You should name your file AnagramSolver.java and you should turn it in electronically from the
“assignments” link on the class web page. A collection of files needed for the assignment is
included on the web page as ass6.zip. You will need to have AnagramMain.java and
LetterInventory.class in the same directory as AnagramSolver.java in order to run
AnagramMain. The folder also contains four dictionary files called dict1.txt (short dictionary of
56 words that has lots of matches for the Bush family—appropriate for testing), dict2.txt
(medium sized dictionary of approximately 4 thousand words), dict3.txt (large dictionary of
approximately 20 thousand words), and dict4.txt (large dictionary in a different order).

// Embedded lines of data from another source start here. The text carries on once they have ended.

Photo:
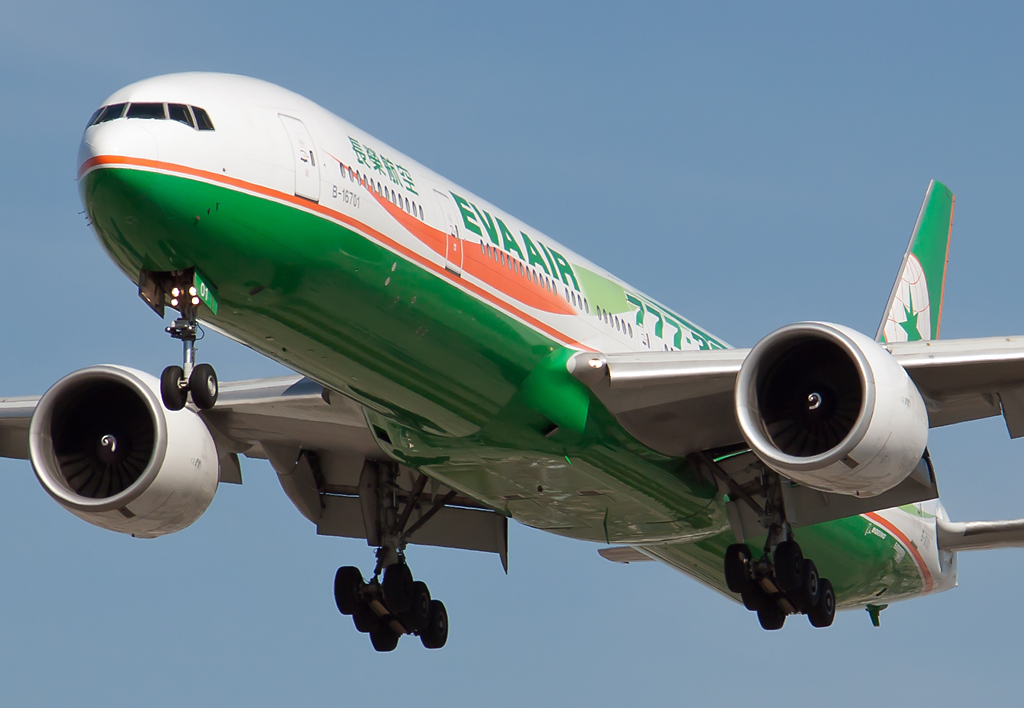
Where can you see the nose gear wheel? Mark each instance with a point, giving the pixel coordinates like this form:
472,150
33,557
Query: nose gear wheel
177,382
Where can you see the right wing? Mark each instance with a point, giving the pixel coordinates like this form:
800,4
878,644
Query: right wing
323,451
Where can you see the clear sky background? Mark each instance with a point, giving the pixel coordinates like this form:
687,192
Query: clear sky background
751,165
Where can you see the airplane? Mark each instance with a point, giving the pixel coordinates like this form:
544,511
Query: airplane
455,368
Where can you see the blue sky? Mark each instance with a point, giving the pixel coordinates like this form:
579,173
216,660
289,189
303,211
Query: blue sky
751,165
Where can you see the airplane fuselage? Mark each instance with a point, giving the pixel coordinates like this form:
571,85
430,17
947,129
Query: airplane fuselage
446,319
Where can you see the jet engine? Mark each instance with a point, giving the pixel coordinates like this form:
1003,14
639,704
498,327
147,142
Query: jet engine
105,448
830,409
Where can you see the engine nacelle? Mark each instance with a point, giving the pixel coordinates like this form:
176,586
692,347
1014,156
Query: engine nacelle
828,408
104,447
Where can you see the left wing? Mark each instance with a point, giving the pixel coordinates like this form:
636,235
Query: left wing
680,403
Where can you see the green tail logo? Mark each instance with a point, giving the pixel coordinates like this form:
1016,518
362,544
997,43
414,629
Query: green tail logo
914,308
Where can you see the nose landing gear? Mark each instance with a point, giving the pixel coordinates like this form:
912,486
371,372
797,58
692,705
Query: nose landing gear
176,382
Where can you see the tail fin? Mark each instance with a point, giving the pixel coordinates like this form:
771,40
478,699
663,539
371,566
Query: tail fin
914,308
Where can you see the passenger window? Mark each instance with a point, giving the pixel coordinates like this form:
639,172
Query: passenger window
112,112
180,113
151,111
203,121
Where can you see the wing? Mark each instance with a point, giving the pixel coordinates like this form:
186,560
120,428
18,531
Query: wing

Your program is to produce exactly the same output in exactly the same order as in the sample
logs of execution that are on the class web page. The output comparison tool available from the
class web page includes the sample executions if you want to compare your results to the
expected output.
For those using eclipse, the zip file includes LetterInventory.jar. To add the jar file to your
project, select your project, go to the Projects menu and select Properties, then Java Build Path,
Libraries and select “add External JARs.” When you addLetterInventory.jar to the build path,
everything should work.
Sometimes this program produces a lot of output. When you run it in jGRASP, it will display
just 500 lines of output. If you want to see more, go to the Build menu and select the “Run in
MSDOS Window” option. Then when the window pops up, right-click on the title bar of the
window, select Properties, and under the “Layout” tab you should be able to adjust the “Screen
Buffer Size” Height to something higher (like 9999 lines).
Sample execution
Welcome to the cse143 anagram solver.
What is the name of the dictionary file? dict3.txt
phrase to scramble (return to quit)? Howard Dean
Max words to include (0 for no max)? 2
[ahead, drown]
[don, warhead]
[drown, ahead]
[hadron, wade]
[head, onward]
[nod, warhead]
[onward, head]
[wade, hadron]
[warhead, don]
[warhead, nod]
phrase to scramble (return to quit)? Wesley Clark
Max words to include (0 for no max)? 2
[creaky, swell]
[seller, wacky]
[swell, creaky]
[wacky, seller]
phrase to scramble (return to quit)?